By Julie Alipala, Abigail Kwok, Katherine Evangelista, Thea Alberto
INQUIRER.net, Inquirer Mindanao
First Posted 14:14:00 03/31/2009

Filed Under: Red cross kidnapping

ZAMBOANGA CITY/MANILA, Philippines?(UPDATE 4) Tension gripped Sulu province as government troops moved closer to an Abu Sayyaf lair in defiance of the Islamic extremists? stern warning to pull back or they would behead one of the three Red Cross captives.

Jolo town Mayor Hussin Amin said the troops were ordered to pound the extremists who have been holding hostage Filipino Mary-Jean Lacaba, Italian Eugenio Vagni, and Swiss Andreas Notter.

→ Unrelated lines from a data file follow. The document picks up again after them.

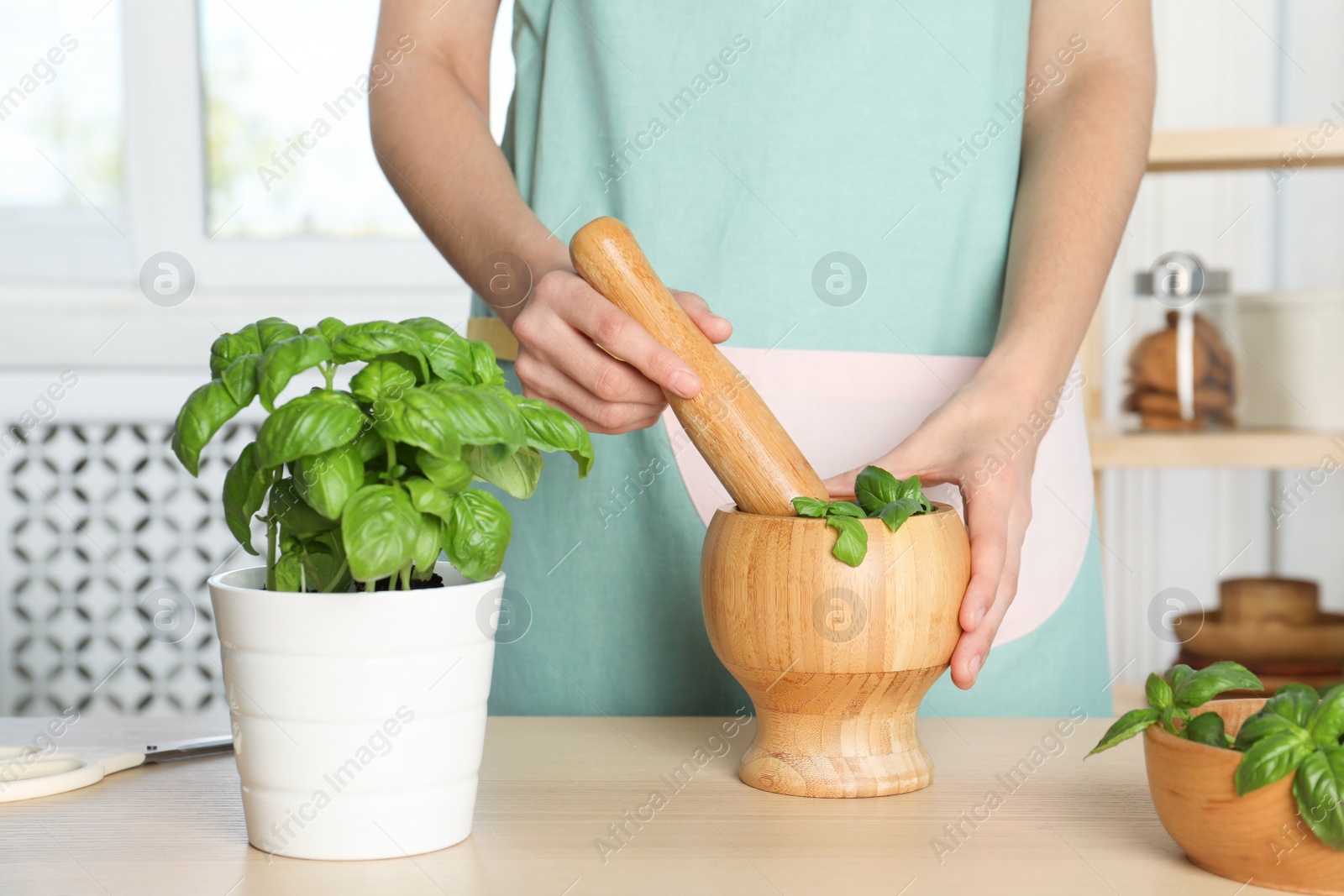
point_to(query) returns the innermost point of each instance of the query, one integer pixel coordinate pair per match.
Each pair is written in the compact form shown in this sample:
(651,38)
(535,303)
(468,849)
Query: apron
(837,181)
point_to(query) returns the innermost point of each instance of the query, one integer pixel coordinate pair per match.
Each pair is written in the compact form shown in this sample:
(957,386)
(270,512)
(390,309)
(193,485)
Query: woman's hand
(588,358)
(964,443)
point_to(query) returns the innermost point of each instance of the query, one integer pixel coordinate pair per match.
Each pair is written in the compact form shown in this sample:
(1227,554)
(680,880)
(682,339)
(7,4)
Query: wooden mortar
(837,658)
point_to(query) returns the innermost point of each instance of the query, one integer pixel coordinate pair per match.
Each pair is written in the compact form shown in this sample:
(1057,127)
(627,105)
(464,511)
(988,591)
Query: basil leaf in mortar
(1319,789)
(1198,688)
(810,506)
(853,544)
(1207,728)
(874,490)
(1159,692)
(846,508)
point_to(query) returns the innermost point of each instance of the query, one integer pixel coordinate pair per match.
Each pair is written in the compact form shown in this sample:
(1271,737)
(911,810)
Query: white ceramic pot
(358,719)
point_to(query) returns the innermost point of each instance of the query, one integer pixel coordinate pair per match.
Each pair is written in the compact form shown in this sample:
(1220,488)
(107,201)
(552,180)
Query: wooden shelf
(1231,149)
(1247,449)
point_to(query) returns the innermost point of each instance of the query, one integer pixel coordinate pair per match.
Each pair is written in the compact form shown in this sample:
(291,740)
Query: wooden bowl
(837,658)
(1292,602)
(1321,640)
(1258,836)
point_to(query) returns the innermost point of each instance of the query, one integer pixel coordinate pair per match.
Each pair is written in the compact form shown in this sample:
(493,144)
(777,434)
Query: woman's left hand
(974,441)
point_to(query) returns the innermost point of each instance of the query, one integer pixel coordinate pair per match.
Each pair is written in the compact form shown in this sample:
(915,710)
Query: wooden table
(553,788)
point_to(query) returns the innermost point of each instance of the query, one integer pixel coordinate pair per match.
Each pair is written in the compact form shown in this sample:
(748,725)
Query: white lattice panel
(101,528)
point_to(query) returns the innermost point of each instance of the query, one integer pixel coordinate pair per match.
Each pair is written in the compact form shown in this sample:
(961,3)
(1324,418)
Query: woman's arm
(430,129)
(1084,152)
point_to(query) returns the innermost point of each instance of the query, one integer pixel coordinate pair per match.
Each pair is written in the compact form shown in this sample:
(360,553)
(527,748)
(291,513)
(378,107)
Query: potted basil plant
(356,661)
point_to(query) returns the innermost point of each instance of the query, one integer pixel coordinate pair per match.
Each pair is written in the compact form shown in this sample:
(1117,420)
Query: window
(176,127)
(286,121)
(60,137)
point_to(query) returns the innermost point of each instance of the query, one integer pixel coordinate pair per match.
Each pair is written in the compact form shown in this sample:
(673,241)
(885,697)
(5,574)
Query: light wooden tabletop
(553,788)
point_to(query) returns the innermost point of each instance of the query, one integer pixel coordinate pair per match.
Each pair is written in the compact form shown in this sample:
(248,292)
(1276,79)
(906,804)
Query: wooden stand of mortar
(837,658)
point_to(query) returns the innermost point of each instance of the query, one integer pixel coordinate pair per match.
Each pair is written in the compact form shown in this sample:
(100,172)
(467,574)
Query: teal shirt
(743,143)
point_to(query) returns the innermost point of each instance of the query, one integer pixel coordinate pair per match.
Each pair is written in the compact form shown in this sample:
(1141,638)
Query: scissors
(27,773)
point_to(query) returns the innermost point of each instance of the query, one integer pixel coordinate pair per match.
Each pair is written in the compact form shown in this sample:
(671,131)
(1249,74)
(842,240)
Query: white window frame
(165,176)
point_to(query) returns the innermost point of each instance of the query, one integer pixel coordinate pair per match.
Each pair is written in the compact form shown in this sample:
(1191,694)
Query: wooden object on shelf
(1270,625)
(1233,836)
(1242,148)
(1113,446)
(732,427)
(835,658)
(1269,600)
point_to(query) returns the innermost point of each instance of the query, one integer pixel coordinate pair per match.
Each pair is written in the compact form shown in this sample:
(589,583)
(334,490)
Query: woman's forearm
(1085,147)
(430,129)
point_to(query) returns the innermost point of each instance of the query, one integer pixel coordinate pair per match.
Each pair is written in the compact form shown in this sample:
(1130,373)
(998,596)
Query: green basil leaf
(428,544)
(418,418)
(378,528)
(230,347)
(1159,692)
(324,557)
(1319,789)
(375,338)
(1296,703)
(1263,725)
(297,519)
(239,378)
(1176,674)
(273,329)
(245,490)
(486,369)
(1203,685)
(370,443)
(1272,758)
(1327,721)
(853,543)
(874,490)
(810,506)
(895,513)
(479,416)
(327,479)
(448,354)
(289,570)
(1206,728)
(331,328)
(1126,727)
(517,473)
(428,497)
(477,535)
(284,359)
(308,425)
(450,476)
(385,379)
(846,508)
(550,429)
(203,412)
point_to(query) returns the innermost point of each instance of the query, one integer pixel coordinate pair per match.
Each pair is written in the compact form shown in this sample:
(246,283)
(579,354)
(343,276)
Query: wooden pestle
(732,427)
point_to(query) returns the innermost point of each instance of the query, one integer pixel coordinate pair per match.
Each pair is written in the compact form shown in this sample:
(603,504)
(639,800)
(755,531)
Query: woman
(906,211)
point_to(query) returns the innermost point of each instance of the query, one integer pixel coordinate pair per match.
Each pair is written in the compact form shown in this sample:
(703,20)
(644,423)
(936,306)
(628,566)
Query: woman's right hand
(588,358)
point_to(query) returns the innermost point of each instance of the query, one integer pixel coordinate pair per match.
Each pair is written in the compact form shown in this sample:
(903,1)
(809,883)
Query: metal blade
(171,752)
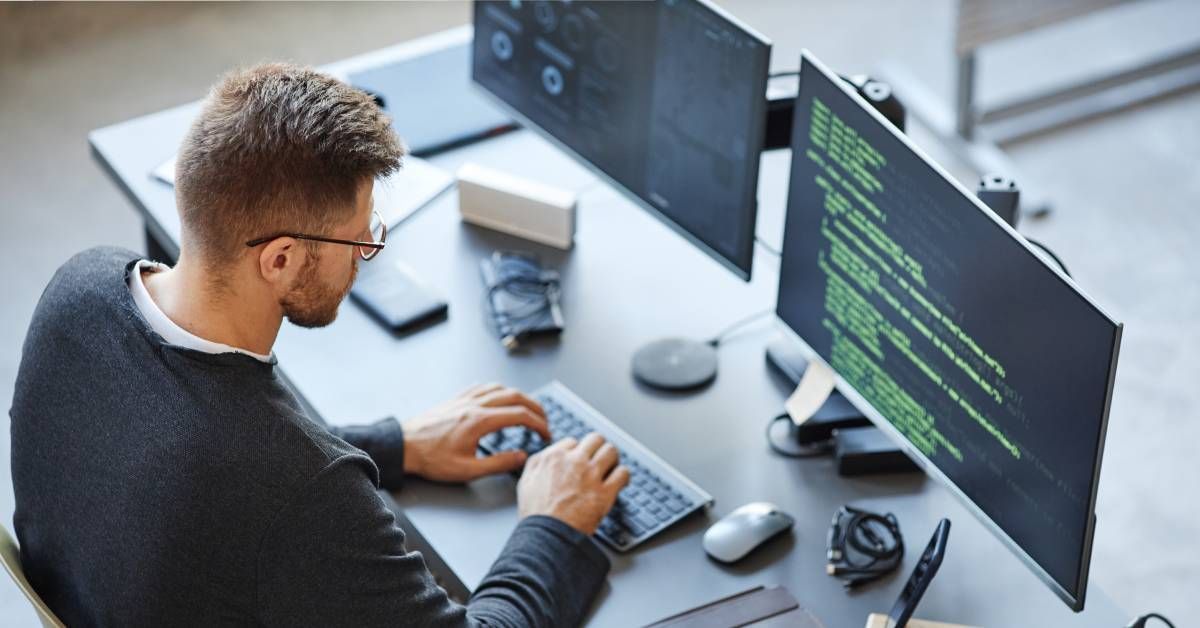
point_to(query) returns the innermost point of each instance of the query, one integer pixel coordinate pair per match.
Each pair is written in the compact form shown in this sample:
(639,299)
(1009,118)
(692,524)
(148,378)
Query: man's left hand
(441,444)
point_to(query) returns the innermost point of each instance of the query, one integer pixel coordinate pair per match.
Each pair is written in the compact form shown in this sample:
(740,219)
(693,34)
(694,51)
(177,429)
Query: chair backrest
(11,557)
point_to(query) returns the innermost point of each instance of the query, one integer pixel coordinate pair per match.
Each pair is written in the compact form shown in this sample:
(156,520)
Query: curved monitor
(665,100)
(985,363)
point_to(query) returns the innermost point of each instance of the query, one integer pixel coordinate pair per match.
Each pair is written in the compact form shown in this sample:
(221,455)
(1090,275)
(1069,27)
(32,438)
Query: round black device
(676,364)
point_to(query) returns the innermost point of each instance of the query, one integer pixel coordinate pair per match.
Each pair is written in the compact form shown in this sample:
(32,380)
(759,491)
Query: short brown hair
(277,147)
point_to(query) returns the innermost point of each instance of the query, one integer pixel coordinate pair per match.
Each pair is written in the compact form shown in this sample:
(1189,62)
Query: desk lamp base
(676,364)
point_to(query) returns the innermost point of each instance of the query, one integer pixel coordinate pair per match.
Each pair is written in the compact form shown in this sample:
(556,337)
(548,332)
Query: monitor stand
(837,426)
(676,364)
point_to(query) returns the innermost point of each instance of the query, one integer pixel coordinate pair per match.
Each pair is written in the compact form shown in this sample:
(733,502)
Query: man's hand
(441,444)
(573,482)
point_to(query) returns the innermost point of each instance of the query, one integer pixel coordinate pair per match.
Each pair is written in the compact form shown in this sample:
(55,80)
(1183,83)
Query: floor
(1125,186)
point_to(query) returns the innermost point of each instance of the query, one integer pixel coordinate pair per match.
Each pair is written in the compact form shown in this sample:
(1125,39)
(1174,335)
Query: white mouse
(743,530)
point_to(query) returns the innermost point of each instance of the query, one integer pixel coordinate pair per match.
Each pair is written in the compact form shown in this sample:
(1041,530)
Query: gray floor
(1126,189)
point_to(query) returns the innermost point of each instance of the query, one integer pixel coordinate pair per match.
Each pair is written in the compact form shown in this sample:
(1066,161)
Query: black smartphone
(397,298)
(922,574)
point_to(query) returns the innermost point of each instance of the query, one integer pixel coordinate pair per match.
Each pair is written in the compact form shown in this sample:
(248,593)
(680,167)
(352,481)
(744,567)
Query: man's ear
(280,262)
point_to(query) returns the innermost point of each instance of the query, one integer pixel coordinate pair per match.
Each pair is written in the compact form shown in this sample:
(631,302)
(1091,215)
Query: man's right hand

The Abu Sayyaf had demanded that government withdraw all its troops from five towns on the southern island of Jolo or they would behead one hostage. But the government refused to comply with the demand, saying leaving the villages would place them at the mercy of the extremists.

Sulu Governor Sakur Tan said authorities on the ground were ?preparing for the worst and hoping for the best.?

He placed the province on a state of emergency.

In Malacañang, President Gloria Macapagal-Arroyo has been keeping tabs on the hostage crisis.

"The President is closely monitoring the situation together with our security and civilian authorities,'' Press Secretary Cerge Remonde said in a briefing. "We enjoin all to pray that there will be a peaceful resolution to the crisis.''

Pope Benedict XVI and the president of the International Committee of the Red Cross (ICRC) also made an appeal for their release.

"The Holy Father, in the name of God, asks their liberation and begs the authorities to favor ever peaceful solution of this dramatic episode," Monsignor Pepe Quitorio read from a copy of the Pope's statement that was sent to the Catholic Bishops? Conference of the Philippines.

International Committee of the Red Cross president Jakob Kellenberger renewed his appeal to the extremist group to free the three who were seized while on a humanitarian mission in Sulu last January 15.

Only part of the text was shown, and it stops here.